Por Paula Reverbel e Pedro Venceslau
Medidas provisórias ou decretos elaborados pelo governo de Jair Bolsonaro acumulam, já nos primeiros 135 dias de governo, 30 contestações no Supremo Tribunal Federal, de acordo com levantamento feito pelo jornal O Estado de S. Paulo. Entre as normas que são alvo de contestação estão o decreto que determinou o contingenciamento das universidades federais, os decretos polêmicos, como o que trata de posse e porte de armas, e a medida provisória que proíbe desconto de contribuição sindical em folha.
Para técnicos e ex-ministros, as regras propostas pelo governo Bolsonaro mostram açodamento e falta de rigor técnico, que se traduz em maior judicialização. Analistas também criticam a falta de “qualidade logística”, ou seja, a forma como uma norma é elaborada – separada em artigos, parágrafos, alíneas e incisos, visando a clareza.
Um dos casos é o do decreto que ampliou o direito de porte e posse de armas, assinado na última semana e questionado até pelo Ministério Público Federal (MPF). A possibilidade de que o decreto das armas tenha itens inconstitucionais não foi descartada pelo chefe de assuntos legislativos do Ministério da Justiça e Segurança Pública, Vladimir Passos de Freitas. “Foi tudo muito rápido. Não houve a oportunidade de um aprofundamento”, afirmou ele nesta semana ao UOL, ao comentar a legalidade do decreto.
O texto publicado não leva a assinatura do ministro da Justiça e Segurança Pública, Sérgio Moro, um dos principais responsáveis pelo processo de elaboração normativa do governo.
“O atual chefe da Secretaria de Assuntos Legislativos do Ministério da Justiça deu uma declaração dizendo que o decreto de armas estava cheio de inconstitucionalidades, mas, como era um desejo do presidente, não tinha o que fazer. É uma omissão da sua missão de chefe de Secretaria de Assuntos Legislativos para contemplar o chefe porque ele quer. Como é um compromisso de campanha, quer que saia assim mesmo. Fazem isso apressadamente, não têm cuidado. Não há nenhuma preocupação com aspecto formal”, disse o jurista Miguel Reale Júnior, ex-ministro da Justiça.
Segundo Oscar Vilhena, professor de Direito Constitucional da FGV, uma norma que entra em conflito com uma regra superior vai ser derrubada pelo Congresso ou pelo Poder Judiciário. “A técnica jurídica do governo deixa a desejar.

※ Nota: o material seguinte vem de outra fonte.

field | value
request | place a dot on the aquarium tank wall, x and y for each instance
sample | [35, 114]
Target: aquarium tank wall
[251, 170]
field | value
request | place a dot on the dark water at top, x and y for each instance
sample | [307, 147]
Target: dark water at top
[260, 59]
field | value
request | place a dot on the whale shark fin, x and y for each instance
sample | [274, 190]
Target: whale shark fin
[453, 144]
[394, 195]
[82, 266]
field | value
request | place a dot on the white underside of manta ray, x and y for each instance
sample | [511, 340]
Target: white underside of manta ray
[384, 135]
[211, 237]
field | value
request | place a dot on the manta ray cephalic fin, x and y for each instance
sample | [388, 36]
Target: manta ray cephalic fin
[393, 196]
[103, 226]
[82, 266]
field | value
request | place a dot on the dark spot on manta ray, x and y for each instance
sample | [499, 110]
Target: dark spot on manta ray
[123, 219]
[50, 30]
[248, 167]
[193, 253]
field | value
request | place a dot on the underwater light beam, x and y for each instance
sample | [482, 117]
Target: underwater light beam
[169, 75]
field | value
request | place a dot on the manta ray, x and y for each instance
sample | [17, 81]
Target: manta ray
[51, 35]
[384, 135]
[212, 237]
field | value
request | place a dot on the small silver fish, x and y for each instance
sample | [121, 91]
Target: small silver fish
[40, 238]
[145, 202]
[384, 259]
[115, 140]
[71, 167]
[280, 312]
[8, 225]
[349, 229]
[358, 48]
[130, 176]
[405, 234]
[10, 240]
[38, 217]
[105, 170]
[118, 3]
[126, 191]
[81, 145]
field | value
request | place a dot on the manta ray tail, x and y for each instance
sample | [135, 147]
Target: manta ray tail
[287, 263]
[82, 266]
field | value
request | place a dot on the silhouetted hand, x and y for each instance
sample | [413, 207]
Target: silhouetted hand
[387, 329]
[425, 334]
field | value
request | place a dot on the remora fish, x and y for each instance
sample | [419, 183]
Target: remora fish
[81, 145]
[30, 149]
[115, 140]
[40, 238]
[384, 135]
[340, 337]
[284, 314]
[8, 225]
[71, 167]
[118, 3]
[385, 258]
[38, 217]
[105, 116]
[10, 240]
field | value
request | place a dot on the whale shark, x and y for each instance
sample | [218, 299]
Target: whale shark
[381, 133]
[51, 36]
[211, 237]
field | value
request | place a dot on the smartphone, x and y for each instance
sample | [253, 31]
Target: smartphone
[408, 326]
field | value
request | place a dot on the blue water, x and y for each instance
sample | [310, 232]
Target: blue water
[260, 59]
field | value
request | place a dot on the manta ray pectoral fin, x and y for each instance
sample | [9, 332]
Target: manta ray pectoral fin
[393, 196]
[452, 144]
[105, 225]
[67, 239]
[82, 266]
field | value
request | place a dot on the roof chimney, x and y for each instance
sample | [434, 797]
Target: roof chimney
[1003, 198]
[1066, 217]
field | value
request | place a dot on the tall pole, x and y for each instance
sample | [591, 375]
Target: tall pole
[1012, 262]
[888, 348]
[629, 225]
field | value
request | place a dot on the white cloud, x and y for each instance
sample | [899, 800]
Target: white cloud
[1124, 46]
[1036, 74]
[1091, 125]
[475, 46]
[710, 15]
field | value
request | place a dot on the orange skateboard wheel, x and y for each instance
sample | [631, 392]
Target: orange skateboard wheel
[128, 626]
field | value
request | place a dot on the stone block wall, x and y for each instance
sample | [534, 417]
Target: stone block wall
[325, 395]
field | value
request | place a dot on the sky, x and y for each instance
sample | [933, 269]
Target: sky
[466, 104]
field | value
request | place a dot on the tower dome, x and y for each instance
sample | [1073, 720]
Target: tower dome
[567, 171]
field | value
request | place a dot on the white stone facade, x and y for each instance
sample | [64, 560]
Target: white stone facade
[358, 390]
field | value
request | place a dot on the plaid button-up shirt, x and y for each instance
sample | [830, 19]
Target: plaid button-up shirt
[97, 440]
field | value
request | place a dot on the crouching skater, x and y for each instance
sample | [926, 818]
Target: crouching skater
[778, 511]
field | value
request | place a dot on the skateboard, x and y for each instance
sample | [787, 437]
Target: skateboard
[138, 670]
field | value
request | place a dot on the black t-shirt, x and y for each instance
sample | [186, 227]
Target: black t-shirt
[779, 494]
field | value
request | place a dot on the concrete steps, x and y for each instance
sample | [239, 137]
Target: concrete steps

O governo vem incidindo em dois erros: usa decretos e MPs (medidas provisórias) para elaborar normas que teriam que passar pelo Congresso – na forma de projetos de lei ou propostas de emenda constitucional – e atropela órgãos técnicos responsáveis pela qualidade técnica das regras.”
Secretário de Assuntos Legislativos do Ministério da Justiça entre 2014 e 2016, o advogado Gabriel Sampaio disse que, naquela época, o trâmite era bem mais lento para que o debate pudesse ser ampliado.
“Tínhamos uma proposta de trabalho que implicava a abertura à participação da sociedade civil, ampliação do envolvimento da academia por meio de editais de estudos normativos e consultas públicas”, afirmou.
Para Torquato Jardim, ex-ministro da Justiça de Michel Temer, o processo era mais apurado na gestão anterior. “Cada governo tem um estilo. No governo Temer, as matérias vinham dos ministérios especializados e passavam pela Subchefia de Assuntos Jurídicos da Casa Civil, sob o comando de Gustavo Rocha. Ele fazia a coordenação e verificava se era preciso ouvir outro ministério “
Comparação
O número de contestações no STF já supera a quantidade de ações propostas no início de mandato – considerando o mesmo período de tempo – da petista Dilma Rousseff (2) e do emedebista Michel Temer (6). Bolsonaro editou mais decretos que seus dois antecessores (135, ante 78 de Temer e 55 de Dilma) na comparação com os primeiros 135 dias de governo. No mesmo período, o atual presidente editou 13 MPs, ante 21 do emedebista e 12 da petista
Defesa. Segundo a Casa Civil, no governo Bolsonaro os atos normativos são propostos pelos ministérios setoriais, que encaminham à Presidência da República um parecer de mérito que atesta a constitucionalidade da proposta.
Esses pareceres são encaminhados à Casa Civil, que dá a palavra final para mérito e para constitucionalidade dos atos. Questionada sobre as contestações, a assessoria do ministério respondeu que “contestação de atos normativos é algo corriqueiro e faz parte da dinâmica política”. As informações são do jornal O Estado de S. Paulo.